Etnik

Identité : Alessandro Battisti aka Etnik
Date de naissance : 1972
Nationalité : Italienne
Formation : Accademia delle Belle Arti de Florence

ON L’AIME POUR

  • Sa représentation de la ville en tant que terrain de jeu dynamique.
  • L’équilibre entre architecture géométrique, abstraction et énergie graffiti.
  • Ses œuvres diffractées qui dynamisent le rendu et captive l’attention.

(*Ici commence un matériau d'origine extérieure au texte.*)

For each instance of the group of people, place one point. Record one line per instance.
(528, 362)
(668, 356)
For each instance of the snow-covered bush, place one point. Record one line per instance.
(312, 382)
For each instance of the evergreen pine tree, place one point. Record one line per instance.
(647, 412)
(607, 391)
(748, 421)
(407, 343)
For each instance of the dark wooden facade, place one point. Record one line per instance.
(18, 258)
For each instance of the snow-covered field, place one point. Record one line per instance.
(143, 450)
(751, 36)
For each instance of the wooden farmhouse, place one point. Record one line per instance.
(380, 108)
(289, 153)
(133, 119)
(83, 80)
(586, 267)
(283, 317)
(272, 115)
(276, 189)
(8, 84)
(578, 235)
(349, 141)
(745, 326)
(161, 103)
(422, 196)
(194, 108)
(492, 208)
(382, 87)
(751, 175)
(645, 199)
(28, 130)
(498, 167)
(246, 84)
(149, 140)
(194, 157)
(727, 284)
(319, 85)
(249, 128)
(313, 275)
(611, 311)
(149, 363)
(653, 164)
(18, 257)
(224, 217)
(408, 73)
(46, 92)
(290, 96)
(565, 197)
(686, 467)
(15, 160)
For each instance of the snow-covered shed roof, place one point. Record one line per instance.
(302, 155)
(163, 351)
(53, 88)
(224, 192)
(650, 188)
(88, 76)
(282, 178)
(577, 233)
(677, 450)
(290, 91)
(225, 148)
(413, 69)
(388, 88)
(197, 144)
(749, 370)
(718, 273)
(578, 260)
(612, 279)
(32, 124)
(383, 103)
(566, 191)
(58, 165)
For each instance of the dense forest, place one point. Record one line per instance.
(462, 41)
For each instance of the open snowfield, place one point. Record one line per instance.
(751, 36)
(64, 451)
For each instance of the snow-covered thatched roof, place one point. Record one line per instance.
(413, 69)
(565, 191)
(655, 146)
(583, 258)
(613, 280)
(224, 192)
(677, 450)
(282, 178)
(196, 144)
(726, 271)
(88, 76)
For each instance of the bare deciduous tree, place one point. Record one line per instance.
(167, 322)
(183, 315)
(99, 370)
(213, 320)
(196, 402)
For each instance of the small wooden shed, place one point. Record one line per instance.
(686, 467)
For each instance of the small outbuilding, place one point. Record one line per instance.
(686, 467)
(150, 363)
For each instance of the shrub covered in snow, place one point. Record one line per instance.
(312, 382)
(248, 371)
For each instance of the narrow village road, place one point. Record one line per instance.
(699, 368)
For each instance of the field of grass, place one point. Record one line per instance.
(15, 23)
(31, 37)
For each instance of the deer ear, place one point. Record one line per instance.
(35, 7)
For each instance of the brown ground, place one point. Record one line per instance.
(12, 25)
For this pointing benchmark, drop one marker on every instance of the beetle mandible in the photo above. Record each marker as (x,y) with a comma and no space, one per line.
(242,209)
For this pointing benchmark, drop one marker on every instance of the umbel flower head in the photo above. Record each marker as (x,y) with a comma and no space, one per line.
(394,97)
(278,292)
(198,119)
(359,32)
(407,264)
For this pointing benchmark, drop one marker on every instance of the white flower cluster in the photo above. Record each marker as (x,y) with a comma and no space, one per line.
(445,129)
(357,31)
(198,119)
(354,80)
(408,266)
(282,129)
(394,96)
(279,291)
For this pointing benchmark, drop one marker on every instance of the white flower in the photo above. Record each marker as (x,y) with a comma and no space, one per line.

Je conçois le lettrage comme un pilier central de la communication et un vecteur d’information essentiel au quotidien.

Etnik

Né né en Suède, Alessandro Battisti découvre le graffiti fin des années 1980 dans une Europe où la culture hip-hop circule. Très vite, la ville devient le centre de son regard et de sa pratique. Contrairement à une approche purement vandale du graffiti, Etnik développe rapidement une fascination pour l’architecture, les volumes urbains et les tensions qui traversent les métropoles contemporaines. Ses études à l’Accademia delle Belle Arti de Florence nourrissent cette réflexion sans jamais l’éloigner de la rue. Au contraire, il trouve dans le graffiti une liberté et une énergie que l’enseignement académique ne lui apporte pas. Pendant les années 1990, il voyage énormément, peint des murs à travers l’Europe et construit progressivement une écriture singulière fondée sur la déconstruction des lettres et leur transformation en structures architecturales. Au début des années 2000, son travail bascule vers de grandes fresques conceptuelles où les lettrages deviennent des paysages urbains traversés de perspectives impossibles et de masses géométriques déséquilibrées. Cette évolution ne constitue pas une rupture avec le graffiti mais son prolongement logique. La lettre reste la matrice de son travail, même lorsqu’elle se dissout dans des compositions proches de l’illustration ou de l’abstraction.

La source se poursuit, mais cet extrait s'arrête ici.